Molecule vs Gremlin

Let’s compare the queries/traversals in the Gremlin Getting Started Tutorial with equivalent Molecule queries.

For the examples we’ll use the same “Modern” graph as the tutorial:



Insert data

Gremlin is untyped, so data is inserted directly in a generic way where “types” are created on-the-go:

Graph graph = TinkerGraph.open(); (1)
Vertex marko = graph.addVertex(T.label, "person", T.id, 1, "name", "marko", "age", 29); (2)
Vertex vadas = graph.addVertex(T.label, "person", T.id, 2, "name", "vadas", "age", 27);
Vertex lop = graph.addVertex(T.label, "software", T.id, 3, "name", "lop", "lang", "java");
Vertex josh = graph.addVertex(T.label, "person", T.id, 4, "name", "josh", "age", 32);
Vertex ripple = graph.addVertex(T.label, "software", T.id, 5, "name", "ripple", "lang", "java");
Vertex peter = graph.addVertex(T.label, "person", T.id, 6, "name", "peter", "age", 35);
marko.addEdge("knows", vadas, T.id, 7, "weight", 0.5f); (3)
marko.addEdge("knows", josh, T.id, 8, "weight", 1.0f);
marko.addEdge("created", lop, T.id, 9, "weight", 0.4f);
josh.addEdge("created", ripple, T.id, 10, "weight", 1.0f);
josh.addEdge("created", lop, T.id, 11, "weight", 0.4f);
peter.addEdge("created", lop, T.id, 12, "weight", 0.2f);

In Molecule we first define a schema. Since we won’t use the weight properties yet, we’ll start off defining a schema without those:

object ModernGraph1DataModel {

  trait Person {
    val name = oneString
    val age  = oneInt

    // Normal (uni-directional) reference
    val software = many[Software]

    // Bidirectional self-reference
    val friends = manyBi[Person]
  }

  trait Software {
    val name = oneString
    val lang = oneString
  }
}

When we compile our project with sbt compile, the sbt-molecule plugin will generate the necessary boilerplate code so that we can enter typed data to populate the graph:

// Create database and save implicit connection
implicit val conn = recreateDbFrom(ModernGraph1Schema)

for {
  // Software
  List(lop, ripple) <- Software.name.lang insert Seq(
    ("lop", "java"),
    ("ripple", "java")
  ) map(_.eids)
  
  // People and software created
  List(marko, vadas, josh, peter) <- Person.name.age.software insert Seq(
    ("marko", 29, Set(lop)),
    ("vadas", 27, Set[Long]()),
    ("josh", 32, Set(lop, ripple)),
    ("peter", 35, Set(lop))
  ) map(_.eids)
  
  // Friendships
  _ <- Person(marko).friends(vadas, josh).update
} yield ()

We’ll use the variables with entity ids above for the coming examples.

The first 5 minutes

Now we are ready to make queries.

Generic vs domain language

Since Gremlin traverses generic edges and vertices it is also communicating intentions in a generic way like the following “query”:

Get the value of the name property on vertex with the unique identifier of “1”.
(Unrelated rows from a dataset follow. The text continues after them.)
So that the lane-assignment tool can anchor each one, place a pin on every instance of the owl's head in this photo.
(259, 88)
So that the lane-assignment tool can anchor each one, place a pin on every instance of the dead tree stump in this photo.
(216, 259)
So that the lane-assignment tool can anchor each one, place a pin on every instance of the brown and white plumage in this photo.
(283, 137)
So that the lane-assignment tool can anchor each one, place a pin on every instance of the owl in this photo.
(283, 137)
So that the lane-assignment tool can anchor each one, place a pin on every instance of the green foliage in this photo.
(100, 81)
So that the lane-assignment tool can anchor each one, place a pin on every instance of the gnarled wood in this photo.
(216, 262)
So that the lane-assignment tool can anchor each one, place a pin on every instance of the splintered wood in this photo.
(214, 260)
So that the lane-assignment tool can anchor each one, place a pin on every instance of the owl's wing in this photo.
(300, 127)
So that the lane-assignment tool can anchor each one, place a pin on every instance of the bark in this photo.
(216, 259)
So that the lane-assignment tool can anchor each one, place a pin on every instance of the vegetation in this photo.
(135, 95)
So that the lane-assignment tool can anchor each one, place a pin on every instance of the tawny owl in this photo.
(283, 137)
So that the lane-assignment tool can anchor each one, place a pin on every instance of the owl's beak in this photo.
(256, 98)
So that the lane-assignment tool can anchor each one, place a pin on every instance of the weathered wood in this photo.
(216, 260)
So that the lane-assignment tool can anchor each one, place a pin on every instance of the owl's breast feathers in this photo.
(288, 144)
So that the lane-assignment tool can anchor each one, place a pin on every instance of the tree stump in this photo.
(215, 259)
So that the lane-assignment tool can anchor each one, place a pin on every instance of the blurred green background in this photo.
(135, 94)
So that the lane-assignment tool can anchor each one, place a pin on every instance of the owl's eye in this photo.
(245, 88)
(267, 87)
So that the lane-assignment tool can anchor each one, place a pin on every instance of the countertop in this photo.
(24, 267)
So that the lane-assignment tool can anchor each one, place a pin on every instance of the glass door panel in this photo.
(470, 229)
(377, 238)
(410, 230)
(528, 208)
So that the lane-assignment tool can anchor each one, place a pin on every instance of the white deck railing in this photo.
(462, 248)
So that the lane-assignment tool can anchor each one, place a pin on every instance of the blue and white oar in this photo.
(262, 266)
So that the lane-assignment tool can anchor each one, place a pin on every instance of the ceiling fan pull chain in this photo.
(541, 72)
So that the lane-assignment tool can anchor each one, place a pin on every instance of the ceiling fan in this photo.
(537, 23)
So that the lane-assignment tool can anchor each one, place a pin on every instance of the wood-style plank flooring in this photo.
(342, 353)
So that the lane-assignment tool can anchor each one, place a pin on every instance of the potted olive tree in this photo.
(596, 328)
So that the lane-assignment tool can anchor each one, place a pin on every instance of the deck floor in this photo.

gremlin> g.V(1).values('name')
==>marko

Since Molecule uses the domain terms as custom building blocks directly, we can formulate our intentions with the language of our domain directly:

What is the Person name of entity marko?

Person(marko).name.get.map(_.head ==> "marko")

Edges / Entities

Get the edges with the label “knows” for the vertex with the unique identifier of “1”:

gremlin> g.V(1).outE('knows')
==>e[7][1-knows->2]
==>e[8][1-knows->4]

Marko’s friends

Person(marko).friends.get.map(_.head ==> Set(vadas, josh))

Values

Get the names of the people that the vertex with the unique identifier of “1” “knows”.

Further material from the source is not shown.